Give Me a Call

The world existed before e-mail.  And even, if you can believe it, before cell phones.  It was in those halcyon days of blissful disconnection that I moved to a new city to start my first “real” job.  To keep in touch with people back then you didn’t blog, post, or tweet.

You used the Pony Express.

Just kidding.  But really, you either put pen to paper and wrote an actual letter — we’re talking ink on pressed tree pulp — or you made a telephone call.  We didn’t know we were using a “land line”.  They were just phones, and they were all connected to wires, whether it was your home phone or a pay phone — a contraption that has all but disappeared.  It was 25 cents to make a call on the venerable old pay phone.  Long distance was always expensive, from your home phone or a pay phone, and you tried not to talk too long.  Stamps, on the other hand, were only 18 cents.

With a passel of siblings, I opted for the lower priced United States Postal Service as my preferred method of communication.

Well, I mailed out many letters, but got few in return.  One of my brothers, Mark, was particularly recalcitrant.  From the others I’d get an occasional note, enough to let me know my letters weren’t misdirected to Siberia.  But not from Mark.  If Mom didn’t assure me he still showed-up when she made perogis, I’d have thought Mark got misdirected to Siberia.
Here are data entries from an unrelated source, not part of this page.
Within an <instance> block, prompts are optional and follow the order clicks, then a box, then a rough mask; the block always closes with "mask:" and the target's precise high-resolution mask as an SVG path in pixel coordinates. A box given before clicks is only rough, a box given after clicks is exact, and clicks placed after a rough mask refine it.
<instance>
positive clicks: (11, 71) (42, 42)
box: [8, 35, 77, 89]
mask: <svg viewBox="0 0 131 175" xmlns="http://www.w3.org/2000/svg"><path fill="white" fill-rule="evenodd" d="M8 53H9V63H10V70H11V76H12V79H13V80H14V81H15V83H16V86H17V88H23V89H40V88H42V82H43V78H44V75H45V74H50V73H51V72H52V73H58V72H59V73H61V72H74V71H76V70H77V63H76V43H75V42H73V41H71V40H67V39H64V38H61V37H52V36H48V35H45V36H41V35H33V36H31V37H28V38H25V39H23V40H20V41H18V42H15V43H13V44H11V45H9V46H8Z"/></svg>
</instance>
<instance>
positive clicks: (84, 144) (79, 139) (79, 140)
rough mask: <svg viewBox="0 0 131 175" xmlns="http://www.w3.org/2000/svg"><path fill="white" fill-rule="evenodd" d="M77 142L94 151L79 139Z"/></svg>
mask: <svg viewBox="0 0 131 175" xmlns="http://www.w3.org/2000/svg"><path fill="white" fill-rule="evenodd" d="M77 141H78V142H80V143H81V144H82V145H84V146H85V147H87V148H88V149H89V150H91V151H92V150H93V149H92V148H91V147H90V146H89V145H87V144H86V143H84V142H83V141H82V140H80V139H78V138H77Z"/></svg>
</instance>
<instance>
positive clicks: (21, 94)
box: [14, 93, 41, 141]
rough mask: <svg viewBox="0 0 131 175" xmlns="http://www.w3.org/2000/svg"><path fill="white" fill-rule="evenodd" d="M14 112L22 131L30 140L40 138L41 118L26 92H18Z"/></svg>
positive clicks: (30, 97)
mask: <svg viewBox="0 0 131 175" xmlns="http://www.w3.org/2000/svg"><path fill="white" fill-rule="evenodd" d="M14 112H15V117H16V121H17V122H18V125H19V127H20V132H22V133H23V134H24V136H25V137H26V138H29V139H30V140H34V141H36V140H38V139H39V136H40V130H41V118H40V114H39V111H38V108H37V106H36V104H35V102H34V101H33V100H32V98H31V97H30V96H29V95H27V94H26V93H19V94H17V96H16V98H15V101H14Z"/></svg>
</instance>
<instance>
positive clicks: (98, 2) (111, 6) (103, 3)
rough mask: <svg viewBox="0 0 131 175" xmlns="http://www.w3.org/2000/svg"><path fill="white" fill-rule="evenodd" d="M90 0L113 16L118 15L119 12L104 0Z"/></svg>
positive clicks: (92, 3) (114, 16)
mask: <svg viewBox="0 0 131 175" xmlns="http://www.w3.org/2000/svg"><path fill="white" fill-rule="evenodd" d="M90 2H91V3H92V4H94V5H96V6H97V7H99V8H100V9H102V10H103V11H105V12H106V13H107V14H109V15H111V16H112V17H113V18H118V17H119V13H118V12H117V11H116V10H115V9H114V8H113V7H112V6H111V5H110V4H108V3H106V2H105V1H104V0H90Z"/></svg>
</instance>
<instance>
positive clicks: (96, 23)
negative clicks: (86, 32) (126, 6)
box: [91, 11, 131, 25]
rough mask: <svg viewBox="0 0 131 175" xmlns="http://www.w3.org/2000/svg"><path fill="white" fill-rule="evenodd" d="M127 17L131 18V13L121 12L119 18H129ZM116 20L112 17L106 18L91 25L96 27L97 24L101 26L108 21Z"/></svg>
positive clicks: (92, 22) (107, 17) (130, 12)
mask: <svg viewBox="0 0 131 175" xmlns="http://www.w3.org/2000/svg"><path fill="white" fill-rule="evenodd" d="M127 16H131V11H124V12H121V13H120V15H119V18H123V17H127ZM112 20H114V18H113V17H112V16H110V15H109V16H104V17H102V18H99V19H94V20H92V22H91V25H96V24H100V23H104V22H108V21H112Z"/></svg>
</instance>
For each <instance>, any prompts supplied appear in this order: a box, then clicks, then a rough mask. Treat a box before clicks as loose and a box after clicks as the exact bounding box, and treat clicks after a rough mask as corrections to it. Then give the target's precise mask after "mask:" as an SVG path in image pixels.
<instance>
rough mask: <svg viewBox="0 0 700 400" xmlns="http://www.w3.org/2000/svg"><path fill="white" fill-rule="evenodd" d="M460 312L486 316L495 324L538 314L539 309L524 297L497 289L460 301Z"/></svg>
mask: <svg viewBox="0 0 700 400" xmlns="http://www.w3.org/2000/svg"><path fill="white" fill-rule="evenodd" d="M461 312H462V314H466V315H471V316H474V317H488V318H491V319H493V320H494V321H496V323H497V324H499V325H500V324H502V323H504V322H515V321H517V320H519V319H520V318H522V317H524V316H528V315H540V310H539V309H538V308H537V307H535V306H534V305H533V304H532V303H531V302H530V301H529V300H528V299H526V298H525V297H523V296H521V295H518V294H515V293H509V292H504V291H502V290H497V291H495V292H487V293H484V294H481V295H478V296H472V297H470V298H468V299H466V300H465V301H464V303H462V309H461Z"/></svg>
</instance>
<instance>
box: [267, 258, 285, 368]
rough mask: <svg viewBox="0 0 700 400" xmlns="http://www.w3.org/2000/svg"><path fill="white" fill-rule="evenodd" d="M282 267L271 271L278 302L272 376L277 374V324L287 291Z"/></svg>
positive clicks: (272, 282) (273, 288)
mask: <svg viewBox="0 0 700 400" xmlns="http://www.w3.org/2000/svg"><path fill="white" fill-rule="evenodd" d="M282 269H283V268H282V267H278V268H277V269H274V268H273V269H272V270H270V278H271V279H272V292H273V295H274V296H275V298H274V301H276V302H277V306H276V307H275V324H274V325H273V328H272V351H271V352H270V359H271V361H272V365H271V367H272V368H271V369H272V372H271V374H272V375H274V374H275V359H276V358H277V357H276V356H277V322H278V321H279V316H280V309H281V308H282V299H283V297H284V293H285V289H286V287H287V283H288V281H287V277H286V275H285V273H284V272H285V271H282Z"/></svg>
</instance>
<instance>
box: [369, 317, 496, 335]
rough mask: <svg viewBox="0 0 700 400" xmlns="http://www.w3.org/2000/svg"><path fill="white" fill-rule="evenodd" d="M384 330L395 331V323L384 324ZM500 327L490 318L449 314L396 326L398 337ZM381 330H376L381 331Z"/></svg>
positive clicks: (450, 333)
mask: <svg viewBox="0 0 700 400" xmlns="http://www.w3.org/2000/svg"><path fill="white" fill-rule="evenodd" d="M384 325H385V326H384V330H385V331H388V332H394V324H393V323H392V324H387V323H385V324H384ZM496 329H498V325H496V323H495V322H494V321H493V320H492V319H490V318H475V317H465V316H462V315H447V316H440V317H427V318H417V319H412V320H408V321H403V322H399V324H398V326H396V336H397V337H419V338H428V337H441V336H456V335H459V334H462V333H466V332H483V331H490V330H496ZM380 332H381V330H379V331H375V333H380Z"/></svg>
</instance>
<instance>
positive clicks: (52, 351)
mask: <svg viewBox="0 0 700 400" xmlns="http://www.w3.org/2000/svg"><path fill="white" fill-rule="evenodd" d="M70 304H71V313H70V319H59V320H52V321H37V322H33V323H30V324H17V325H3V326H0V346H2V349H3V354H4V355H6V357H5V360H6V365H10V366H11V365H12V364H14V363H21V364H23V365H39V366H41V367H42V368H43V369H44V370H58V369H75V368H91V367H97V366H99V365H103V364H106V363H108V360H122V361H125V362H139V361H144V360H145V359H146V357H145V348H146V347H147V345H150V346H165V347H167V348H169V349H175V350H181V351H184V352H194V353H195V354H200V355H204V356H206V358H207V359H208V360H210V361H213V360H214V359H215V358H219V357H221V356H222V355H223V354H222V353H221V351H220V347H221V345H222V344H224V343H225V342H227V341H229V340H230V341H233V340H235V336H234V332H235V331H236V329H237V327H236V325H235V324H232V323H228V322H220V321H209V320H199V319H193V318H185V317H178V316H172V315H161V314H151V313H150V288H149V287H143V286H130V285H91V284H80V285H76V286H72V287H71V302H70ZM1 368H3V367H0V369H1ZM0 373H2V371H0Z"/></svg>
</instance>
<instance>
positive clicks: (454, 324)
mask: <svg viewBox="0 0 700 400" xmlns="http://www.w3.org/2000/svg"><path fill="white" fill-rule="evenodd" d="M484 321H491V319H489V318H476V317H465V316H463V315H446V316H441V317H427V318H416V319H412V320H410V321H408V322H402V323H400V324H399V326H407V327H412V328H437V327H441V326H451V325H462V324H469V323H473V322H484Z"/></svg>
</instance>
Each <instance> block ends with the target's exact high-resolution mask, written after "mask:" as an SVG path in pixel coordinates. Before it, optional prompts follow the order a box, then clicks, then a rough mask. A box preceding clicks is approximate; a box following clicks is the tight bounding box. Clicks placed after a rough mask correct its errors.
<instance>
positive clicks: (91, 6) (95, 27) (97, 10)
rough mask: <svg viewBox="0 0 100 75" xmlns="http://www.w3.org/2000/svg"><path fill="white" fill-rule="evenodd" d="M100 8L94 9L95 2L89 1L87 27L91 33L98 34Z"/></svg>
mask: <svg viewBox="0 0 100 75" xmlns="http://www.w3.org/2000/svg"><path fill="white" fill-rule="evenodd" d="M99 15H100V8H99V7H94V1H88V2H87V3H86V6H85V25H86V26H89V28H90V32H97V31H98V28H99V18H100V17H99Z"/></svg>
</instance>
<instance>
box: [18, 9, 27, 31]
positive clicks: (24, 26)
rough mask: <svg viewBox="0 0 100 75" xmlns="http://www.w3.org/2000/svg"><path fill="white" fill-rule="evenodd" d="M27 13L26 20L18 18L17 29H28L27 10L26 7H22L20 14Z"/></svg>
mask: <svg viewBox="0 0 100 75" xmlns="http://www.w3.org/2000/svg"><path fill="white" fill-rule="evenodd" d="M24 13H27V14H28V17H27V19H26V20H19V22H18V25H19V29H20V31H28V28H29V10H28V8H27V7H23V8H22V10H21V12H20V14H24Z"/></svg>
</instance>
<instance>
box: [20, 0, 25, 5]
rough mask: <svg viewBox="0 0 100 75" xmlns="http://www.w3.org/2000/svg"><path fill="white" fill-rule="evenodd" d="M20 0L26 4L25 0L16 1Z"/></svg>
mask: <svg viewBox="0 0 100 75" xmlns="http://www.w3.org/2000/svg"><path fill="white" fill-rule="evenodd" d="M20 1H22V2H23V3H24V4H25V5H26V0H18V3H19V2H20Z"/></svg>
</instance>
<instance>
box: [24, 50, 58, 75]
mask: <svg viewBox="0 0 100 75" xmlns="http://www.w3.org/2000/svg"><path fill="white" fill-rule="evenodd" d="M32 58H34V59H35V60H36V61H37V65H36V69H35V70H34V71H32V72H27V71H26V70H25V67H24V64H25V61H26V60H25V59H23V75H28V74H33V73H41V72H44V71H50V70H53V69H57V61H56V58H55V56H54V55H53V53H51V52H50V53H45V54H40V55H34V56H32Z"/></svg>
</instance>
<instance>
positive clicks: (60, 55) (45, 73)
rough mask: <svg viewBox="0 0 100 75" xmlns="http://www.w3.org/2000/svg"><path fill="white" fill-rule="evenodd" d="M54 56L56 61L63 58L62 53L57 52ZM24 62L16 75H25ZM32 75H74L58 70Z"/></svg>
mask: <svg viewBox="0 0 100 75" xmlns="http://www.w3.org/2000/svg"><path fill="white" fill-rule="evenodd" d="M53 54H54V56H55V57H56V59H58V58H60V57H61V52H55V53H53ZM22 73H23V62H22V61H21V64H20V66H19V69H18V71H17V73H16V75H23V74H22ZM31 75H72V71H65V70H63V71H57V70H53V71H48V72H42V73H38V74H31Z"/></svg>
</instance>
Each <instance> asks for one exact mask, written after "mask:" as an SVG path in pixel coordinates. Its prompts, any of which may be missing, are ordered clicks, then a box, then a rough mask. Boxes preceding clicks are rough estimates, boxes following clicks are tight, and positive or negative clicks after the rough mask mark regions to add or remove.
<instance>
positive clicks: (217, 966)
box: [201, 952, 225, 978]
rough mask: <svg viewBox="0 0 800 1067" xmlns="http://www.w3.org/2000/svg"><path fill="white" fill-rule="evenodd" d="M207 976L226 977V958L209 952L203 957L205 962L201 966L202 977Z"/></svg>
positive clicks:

So I wrote more letters, cajoling him to reply.  Cajoling produced no results.  I finally sent him a self-addressed, stamped envelope with instructions on using the United States Postal Service:  Mark merely needed to place a letter in the envelope, deposit the envelope in a mail box, then stand back as the vast machinery of the United States government kicked into operation.  The letter would pass from hand to hand and truck to truck across the whole country until it was finally delivered right to my door.  All for just 18 cents, if only Mark would send the letter.

One day when I got home from work, I was shocked.  The self-addressed envelope I sent Mark was waiting in my mail box.

I tore it open.

Inside was one page.  Taped to that one page was a quarter.  There was one line written on the page:  “If you want to talk to me, use this to give me a call sometime.”

Mark’s quarter is a lesson for us fathers:  we need to let our kids be who they are.  We might want them to write, but they might be telephone people.  The Bible tells us it was “the Lord, Who created you . . . and formed you . . .”  (Is 43, 1).  God says in Jeremiah:  “Before I formed you in the womb I knew you . . .”  (Jer 1, 5).

It was God who formed each of us, including our kids.  And God made us the way He wanted us to be:  “I formed you to be a servant to me” (Is 44, 21). Isaiah puts it beautifully:  “. . . O Lord, You are our father; we are the clay and You the potter:  we are all the work of Your hands.”  (Is 64, 3).

We might not understand why people don’t see things the way we do, but God told us:  “You question me about my children, or prescribe the work of my hands for me!  It was I who made the earth and created mankind upon it; It was my hands that stretched out the heavens…”  (Is 45, 11-12).

Humility in the face of God’s design extends to our kids.  We need to respect them as the children of God they are, made as God intended, and let them do the work God created them to do.  After all, nowadays long distance calls are free, but it costs 44 cents to mail a letter.  Sometimes things turn out for the best, even when the best is something different from what we thought.